Flickr's 3 billionth photo: DSC_2672_1
In less than a year, Yahoo's photo-sharing site grew from 2 billion to 3 billion images. A black-and-white door shot uploaded Monday pushed Flickr past the new milestone.
I've always been annoyed by the significance we humans attach to numeric milestones just because they happen to involve a lot of zeros.
But 3 billion--the number of photos now housed at Flickr--is undoubtedly a big number, even if its intrinsic excitement diminishes when, for example, translated into octal as 26,264,057,000. It's also more notable when you consider that Flickr's 2 billionth shot arrived less than a year ago.
The 3 billionth photo, with the title camera-supplied name of DSC_2672_1, is a black-and-white shot of a door by Garrett Ryan Smith. (But if it's the 3 billionth, how come the number in the photo's URL is 2,999,245,289?)
Of course, Facebook has more than 10 billion photos. But while that site has a lot of social activity, it's not the haven for photography enthusiasts that Flickr has become. At the Yahoo site, many join groups of like-minded photographers, comment on each other's shots, and share advice on forums.
Flickr noted the milestone on its Flickr blog on Monday.

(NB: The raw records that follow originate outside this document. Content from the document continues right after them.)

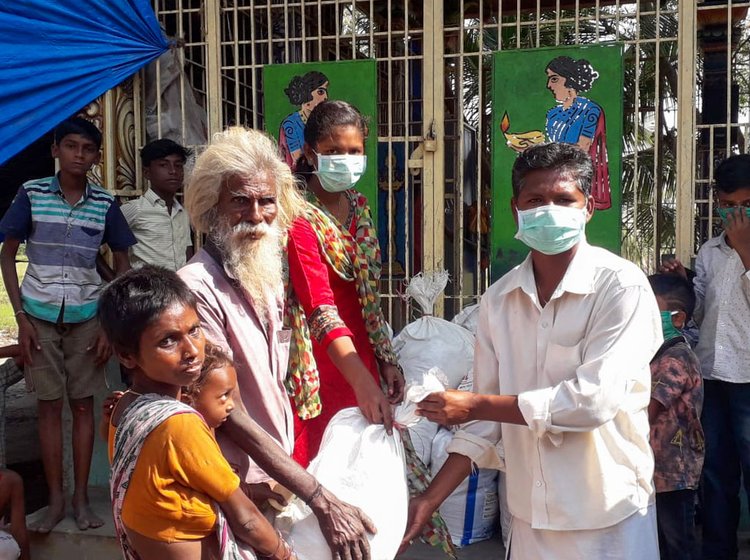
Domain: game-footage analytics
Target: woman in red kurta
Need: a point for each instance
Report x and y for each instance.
(334, 267)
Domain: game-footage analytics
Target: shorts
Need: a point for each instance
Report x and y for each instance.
(9, 549)
(64, 364)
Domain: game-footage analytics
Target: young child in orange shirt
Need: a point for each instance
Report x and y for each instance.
(171, 486)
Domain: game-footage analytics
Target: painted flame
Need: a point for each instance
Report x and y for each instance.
(505, 123)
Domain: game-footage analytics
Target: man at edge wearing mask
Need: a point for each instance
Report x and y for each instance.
(561, 381)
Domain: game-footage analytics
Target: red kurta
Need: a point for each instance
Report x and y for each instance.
(316, 283)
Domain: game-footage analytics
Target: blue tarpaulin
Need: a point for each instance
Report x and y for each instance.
(58, 55)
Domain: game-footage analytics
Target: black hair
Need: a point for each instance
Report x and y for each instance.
(322, 121)
(567, 159)
(135, 300)
(579, 74)
(300, 88)
(161, 148)
(733, 174)
(676, 291)
(215, 358)
(78, 125)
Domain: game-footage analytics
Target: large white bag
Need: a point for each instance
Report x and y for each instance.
(364, 466)
(471, 511)
(430, 341)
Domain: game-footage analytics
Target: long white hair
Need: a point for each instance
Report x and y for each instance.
(243, 152)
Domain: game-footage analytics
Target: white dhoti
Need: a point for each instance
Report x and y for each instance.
(634, 538)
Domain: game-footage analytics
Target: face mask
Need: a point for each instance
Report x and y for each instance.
(551, 229)
(667, 327)
(724, 212)
(339, 173)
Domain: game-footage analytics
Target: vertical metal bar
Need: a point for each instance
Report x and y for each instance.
(236, 69)
(728, 130)
(109, 123)
(433, 217)
(181, 34)
(138, 118)
(478, 284)
(211, 15)
(303, 34)
(686, 67)
(458, 175)
(656, 168)
(637, 117)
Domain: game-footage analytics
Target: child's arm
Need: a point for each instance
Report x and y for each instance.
(249, 525)
(27, 336)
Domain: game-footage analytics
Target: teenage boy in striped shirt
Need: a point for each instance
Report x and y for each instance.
(64, 220)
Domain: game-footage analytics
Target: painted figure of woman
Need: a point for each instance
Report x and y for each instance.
(307, 91)
(578, 120)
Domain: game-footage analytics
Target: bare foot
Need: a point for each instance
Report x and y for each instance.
(54, 514)
(85, 516)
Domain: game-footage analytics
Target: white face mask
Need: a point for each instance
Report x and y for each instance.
(552, 229)
(340, 172)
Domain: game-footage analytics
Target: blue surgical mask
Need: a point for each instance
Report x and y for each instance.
(340, 172)
(552, 229)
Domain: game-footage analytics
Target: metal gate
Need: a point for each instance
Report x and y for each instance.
(686, 99)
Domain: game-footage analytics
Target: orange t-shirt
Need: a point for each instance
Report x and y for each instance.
(177, 475)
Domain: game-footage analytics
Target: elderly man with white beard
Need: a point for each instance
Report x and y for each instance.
(244, 198)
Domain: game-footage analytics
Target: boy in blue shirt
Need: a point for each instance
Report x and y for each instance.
(64, 220)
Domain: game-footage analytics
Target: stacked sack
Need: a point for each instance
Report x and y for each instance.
(469, 318)
(471, 511)
(364, 466)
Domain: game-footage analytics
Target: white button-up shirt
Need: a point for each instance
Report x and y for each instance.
(163, 237)
(722, 289)
(580, 368)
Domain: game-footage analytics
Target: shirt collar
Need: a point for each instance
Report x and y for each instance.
(578, 278)
(155, 200)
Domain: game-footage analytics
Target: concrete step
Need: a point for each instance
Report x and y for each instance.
(66, 542)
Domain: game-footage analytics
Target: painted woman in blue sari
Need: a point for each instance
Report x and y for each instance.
(308, 92)
(578, 120)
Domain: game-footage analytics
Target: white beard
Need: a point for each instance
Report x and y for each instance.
(252, 253)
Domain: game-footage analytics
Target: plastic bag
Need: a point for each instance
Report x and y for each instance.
(471, 511)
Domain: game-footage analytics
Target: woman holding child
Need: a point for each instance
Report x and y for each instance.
(340, 349)
(174, 495)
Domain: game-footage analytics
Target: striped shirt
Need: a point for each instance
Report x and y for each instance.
(163, 238)
(62, 243)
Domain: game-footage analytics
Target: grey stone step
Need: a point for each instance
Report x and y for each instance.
(66, 542)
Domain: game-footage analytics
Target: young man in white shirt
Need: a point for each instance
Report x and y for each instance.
(157, 219)
(562, 379)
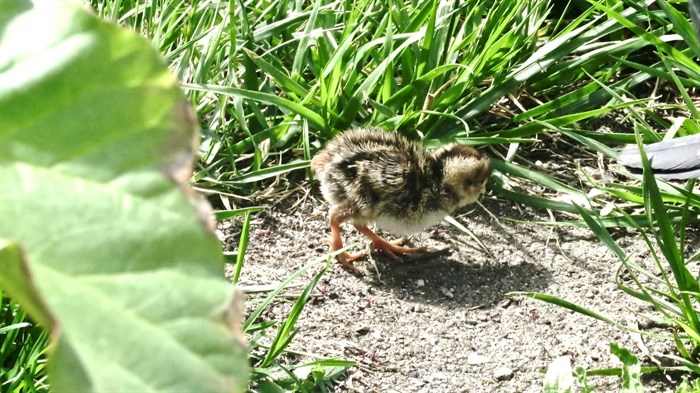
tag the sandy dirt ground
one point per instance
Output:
(444, 323)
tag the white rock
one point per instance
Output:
(475, 358)
(503, 373)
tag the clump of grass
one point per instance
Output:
(22, 347)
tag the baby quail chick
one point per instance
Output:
(368, 175)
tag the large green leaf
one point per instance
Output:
(117, 254)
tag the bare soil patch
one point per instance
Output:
(445, 324)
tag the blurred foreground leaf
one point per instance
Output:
(104, 244)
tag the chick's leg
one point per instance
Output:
(336, 241)
(389, 248)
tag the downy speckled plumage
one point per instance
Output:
(369, 175)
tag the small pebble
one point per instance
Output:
(503, 373)
(447, 293)
(475, 358)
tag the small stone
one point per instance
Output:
(475, 358)
(503, 373)
(447, 293)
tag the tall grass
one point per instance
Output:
(22, 347)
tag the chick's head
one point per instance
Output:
(465, 171)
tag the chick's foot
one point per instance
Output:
(391, 249)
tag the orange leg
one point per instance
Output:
(336, 241)
(388, 248)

Update 8:55 p.m. PST: I heard back from Smith, and those of you longtime Flickr loyalists hoping to achieve some sort of immortality through getting the 3 billionth photo may be distressed to hear you were beaten out by a newbie who was looking for a place to share some pictures.
"I have been using Flickr for less than a week now," he said. "My future sister-in law had her first child last week I had my camera with me and took a round of photos...We figured this would be a good way to share the photos with everyone across the United States and also with a family friend serving overseas."

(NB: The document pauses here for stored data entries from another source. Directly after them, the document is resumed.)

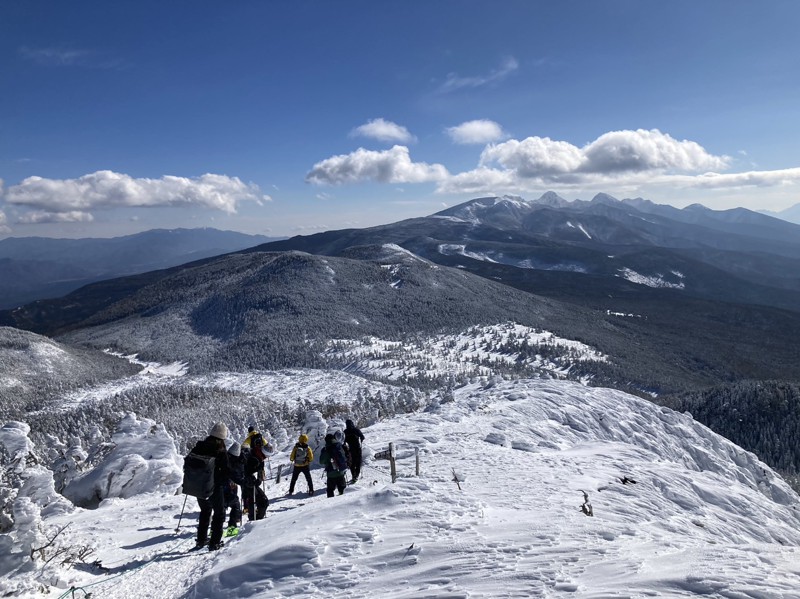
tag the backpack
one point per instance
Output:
(198, 475)
(300, 454)
(257, 446)
(338, 458)
(253, 468)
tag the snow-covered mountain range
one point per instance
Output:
(508, 472)
(485, 340)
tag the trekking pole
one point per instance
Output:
(185, 497)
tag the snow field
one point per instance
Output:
(703, 517)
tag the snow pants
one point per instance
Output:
(212, 505)
(255, 502)
(336, 482)
(233, 504)
(296, 472)
(355, 463)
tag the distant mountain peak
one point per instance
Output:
(697, 208)
(551, 198)
(604, 198)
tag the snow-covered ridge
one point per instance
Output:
(656, 281)
(475, 352)
(677, 512)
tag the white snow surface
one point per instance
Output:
(704, 517)
(656, 281)
(142, 459)
(473, 352)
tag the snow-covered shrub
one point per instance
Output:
(28, 496)
(142, 459)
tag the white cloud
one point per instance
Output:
(383, 130)
(454, 82)
(480, 131)
(388, 166)
(534, 157)
(41, 216)
(640, 150)
(787, 176)
(107, 189)
(620, 159)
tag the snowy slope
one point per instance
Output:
(702, 518)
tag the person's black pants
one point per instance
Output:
(255, 502)
(213, 505)
(296, 472)
(336, 482)
(355, 464)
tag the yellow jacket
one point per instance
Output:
(309, 457)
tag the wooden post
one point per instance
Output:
(392, 462)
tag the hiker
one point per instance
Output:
(235, 480)
(353, 437)
(333, 458)
(301, 457)
(258, 443)
(254, 499)
(213, 446)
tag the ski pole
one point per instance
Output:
(185, 497)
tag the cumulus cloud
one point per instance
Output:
(787, 176)
(107, 189)
(455, 82)
(388, 166)
(41, 216)
(383, 130)
(623, 159)
(640, 150)
(480, 131)
(535, 157)
(611, 153)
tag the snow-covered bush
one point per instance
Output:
(142, 459)
(27, 495)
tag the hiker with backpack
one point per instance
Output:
(257, 443)
(205, 477)
(301, 458)
(235, 480)
(333, 458)
(353, 437)
(254, 499)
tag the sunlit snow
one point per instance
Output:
(652, 281)
(498, 510)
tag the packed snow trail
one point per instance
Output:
(703, 517)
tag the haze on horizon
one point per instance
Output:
(286, 118)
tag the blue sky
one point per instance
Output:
(286, 117)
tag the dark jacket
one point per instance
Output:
(253, 468)
(236, 468)
(213, 447)
(353, 437)
(326, 458)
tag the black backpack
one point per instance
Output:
(198, 475)
(257, 446)
(338, 458)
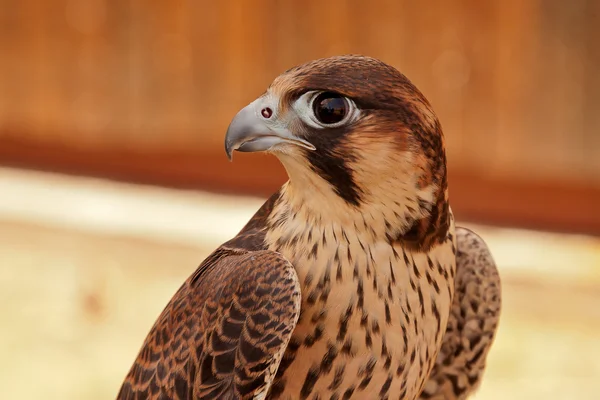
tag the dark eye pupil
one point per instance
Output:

The shot itself is of a door on an abandoned house in the Lower Ninth Ward of New Orleans, he said.
"Since Katrina hit I have been back to New Orleans numerous times and still cannot believe what it looks like three years later, especially in the Lower Ninth Ward area," he said.
Editor's note, 3:02 p.m. PST: It appears there are two URLs for the same shot, the one noted above, and this one, with the appropriate 3,000,000,000 at the end.